Please note that all information provided here is NOT from a tax-planning or estate planning professional.
You should consult a professional before acting on any information gained from this page.
Senior Helpers care can be tax-deductible as a medical expense once expenses beyond the 7.5% AGI threshold are paid.
There are restrictions, however, so consulting a professional is critical.
From the IRS publication 502 for 2007:
www.irs.gov/publications/p502/ar02.html#d0e1274
You can include in medical expenses amounts paid for qualified long-term care services and premiums paid for qualified long-term care insurance contracts.
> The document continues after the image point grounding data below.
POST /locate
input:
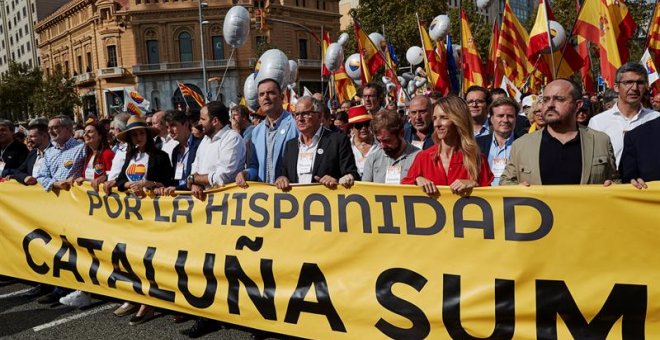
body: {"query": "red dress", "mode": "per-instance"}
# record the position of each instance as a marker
(425, 166)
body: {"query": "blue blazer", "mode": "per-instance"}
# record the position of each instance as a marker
(256, 164)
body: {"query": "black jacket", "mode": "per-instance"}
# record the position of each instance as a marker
(336, 158)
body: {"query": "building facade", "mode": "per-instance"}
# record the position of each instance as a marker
(18, 19)
(151, 45)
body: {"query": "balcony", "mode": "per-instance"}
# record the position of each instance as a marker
(111, 72)
(86, 77)
(185, 66)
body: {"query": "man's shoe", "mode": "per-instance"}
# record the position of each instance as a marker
(201, 327)
(77, 299)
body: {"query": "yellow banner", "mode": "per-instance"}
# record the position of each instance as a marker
(369, 262)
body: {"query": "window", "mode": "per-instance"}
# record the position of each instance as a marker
(218, 47)
(112, 55)
(185, 47)
(153, 56)
(302, 48)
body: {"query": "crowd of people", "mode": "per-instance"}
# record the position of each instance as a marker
(482, 139)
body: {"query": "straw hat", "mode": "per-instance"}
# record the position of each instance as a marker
(135, 123)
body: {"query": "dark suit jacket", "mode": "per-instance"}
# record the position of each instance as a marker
(639, 158)
(193, 144)
(336, 159)
(159, 169)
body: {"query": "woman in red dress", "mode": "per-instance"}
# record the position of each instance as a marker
(455, 159)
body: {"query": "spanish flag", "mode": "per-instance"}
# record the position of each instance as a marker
(609, 25)
(473, 73)
(370, 57)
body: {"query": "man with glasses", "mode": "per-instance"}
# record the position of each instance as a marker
(318, 155)
(631, 86)
(563, 152)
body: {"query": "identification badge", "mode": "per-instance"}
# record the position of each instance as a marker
(305, 162)
(393, 175)
(178, 173)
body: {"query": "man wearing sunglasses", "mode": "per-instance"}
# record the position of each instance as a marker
(631, 86)
(318, 155)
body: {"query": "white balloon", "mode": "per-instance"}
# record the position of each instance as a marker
(293, 72)
(236, 27)
(558, 36)
(415, 55)
(343, 38)
(250, 92)
(439, 27)
(378, 40)
(334, 57)
(483, 4)
(352, 66)
(274, 65)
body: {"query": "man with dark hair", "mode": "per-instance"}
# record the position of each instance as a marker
(478, 99)
(268, 138)
(497, 144)
(562, 153)
(391, 162)
(373, 96)
(220, 155)
(12, 153)
(628, 113)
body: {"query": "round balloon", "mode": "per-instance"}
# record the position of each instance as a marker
(236, 27)
(334, 57)
(415, 55)
(250, 92)
(439, 27)
(558, 36)
(274, 65)
(352, 66)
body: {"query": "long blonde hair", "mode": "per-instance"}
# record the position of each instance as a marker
(459, 114)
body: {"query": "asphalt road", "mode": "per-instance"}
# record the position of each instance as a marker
(23, 318)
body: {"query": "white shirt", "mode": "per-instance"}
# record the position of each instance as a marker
(220, 157)
(615, 125)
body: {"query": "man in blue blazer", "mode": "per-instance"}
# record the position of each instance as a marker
(264, 161)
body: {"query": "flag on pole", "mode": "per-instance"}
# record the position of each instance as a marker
(134, 103)
(435, 63)
(370, 58)
(188, 92)
(473, 73)
(609, 25)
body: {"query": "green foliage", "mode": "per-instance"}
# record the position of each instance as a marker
(397, 19)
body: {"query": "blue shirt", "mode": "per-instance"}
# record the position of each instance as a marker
(501, 154)
(62, 162)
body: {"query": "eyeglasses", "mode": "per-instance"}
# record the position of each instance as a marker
(630, 83)
(303, 114)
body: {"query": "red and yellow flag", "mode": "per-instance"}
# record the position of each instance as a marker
(435, 63)
(609, 25)
(370, 57)
(473, 73)
(511, 52)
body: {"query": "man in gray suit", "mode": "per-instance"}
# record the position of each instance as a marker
(562, 153)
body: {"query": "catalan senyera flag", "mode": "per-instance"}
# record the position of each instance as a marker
(326, 42)
(653, 41)
(609, 25)
(344, 86)
(370, 56)
(435, 63)
(512, 47)
(188, 92)
(473, 73)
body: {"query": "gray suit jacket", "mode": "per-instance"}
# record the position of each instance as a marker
(598, 164)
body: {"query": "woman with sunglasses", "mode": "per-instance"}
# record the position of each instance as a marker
(455, 159)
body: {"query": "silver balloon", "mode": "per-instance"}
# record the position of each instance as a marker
(236, 27)
(274, 65)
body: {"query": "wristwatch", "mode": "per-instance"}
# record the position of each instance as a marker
(190, 180)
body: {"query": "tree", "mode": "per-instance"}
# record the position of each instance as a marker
(56, 96)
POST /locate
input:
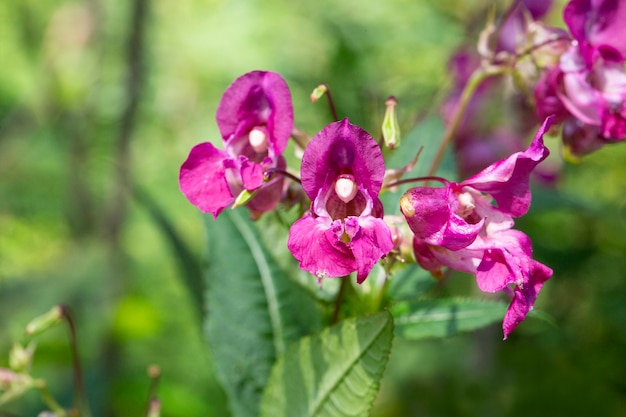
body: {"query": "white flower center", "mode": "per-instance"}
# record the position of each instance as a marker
(406, 206)
(258, 140)
(346, 188)
(466, 204)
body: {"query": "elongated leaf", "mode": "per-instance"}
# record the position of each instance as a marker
(335, 373)
(254, 310)
(444, 317)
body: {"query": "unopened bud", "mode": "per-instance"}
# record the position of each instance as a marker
(8, 378)
(391, 127)
(318, 92)
(20, 357)
(244, 197)
(346, 188)
(44, 322)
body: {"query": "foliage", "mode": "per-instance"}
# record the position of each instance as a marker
(100, 103)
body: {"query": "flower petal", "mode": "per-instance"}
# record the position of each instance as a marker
(315, 245)
(508, 180)
(338, 148)
(524, 298)
(202, 179)
(370, 240)
(434, 221)
(255, 99)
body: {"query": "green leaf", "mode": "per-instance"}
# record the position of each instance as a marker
(254, 309)
(444, 317)
(335, 373)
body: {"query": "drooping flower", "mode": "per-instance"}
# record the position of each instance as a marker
(343, 232)
(597, 24)
(255, 119)
(458, 226)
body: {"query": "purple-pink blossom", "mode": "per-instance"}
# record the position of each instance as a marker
(467, 226)
(255, 119)
(343, 232)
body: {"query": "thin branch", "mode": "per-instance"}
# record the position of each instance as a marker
(135, 54)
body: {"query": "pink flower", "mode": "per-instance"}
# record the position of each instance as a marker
(342, 173)
(255, 119)
(597, 23)
(458, 226)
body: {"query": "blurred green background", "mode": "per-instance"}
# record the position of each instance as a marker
(100, 102)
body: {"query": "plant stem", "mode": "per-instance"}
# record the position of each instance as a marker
(345, 281)
(479, 75)
(331, 104)
(80, 399)
(49, 400)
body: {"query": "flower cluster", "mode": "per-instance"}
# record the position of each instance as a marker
(342, 230)
(587, 89)
(458, 226)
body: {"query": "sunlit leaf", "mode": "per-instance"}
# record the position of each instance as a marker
(254, 309)
(335, 373)
(444, 317)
Qualified long-term care services are necessary diagnostic, preventive, therapeutic, curing, treating, mitigating, rehabilitative services, and maintenance and personal care services (defined later) that are:
1. Required by a chronically ill individual, and
2. Provided pursuant to a plan of care prescribed by a licensed health care practitioner.
Chronically ill individual. An individual is chronically ill if, within the previous 12 months, a licensed health care practitioner has certified that the individual meets either of the following descriptions.
1. He or she is unable to perform at least two activities of daily living without substantial assistance from another individual for at least 90 days, due to a loss of functional capacity. Activities of daily living are eating, toileting, transferring, bathing, dressing, and continence.
2. He or she requires substantial supervision to be protected from threats to health and safety due to severe cognitive impairment.
Maintenance and personal care services. Maintenance or personal care services is care which has as its primary purpose the providing of a chronically ill individual with needed assistance with his or her disabilities (including protection from threats to health and safety due to severe cognitive impairment).
You can include in medical expenses wages and other amounts you pay for nursing services. The services need not be performed by a nurse as long as the services are of a kind generally performed by a nurse. This includes services connected with caring for the patient's condition, such as giving medication or changing dressings, as well as bathing and grooming the patient. These services can be provided in your home or another care facility.
Generally, only the amount spent for nursing services is a medical expense. If the attendant also provides personal and household services, amounts paid to the attendant must be divided between the time spent performing household and personal services and the time spent for nursing services. However, certain maintenance or personal care services provided for qualified long-term care can be included in medical expenses. See Maintenance and personal care services under Long-Term Care, earlier. Additionally, certain expenses for household services or for the care of a qualifying individual incurred to allow you to work may qualify for the child and dependent care credit. See Publication 503, Child and Dependent Care Expenses.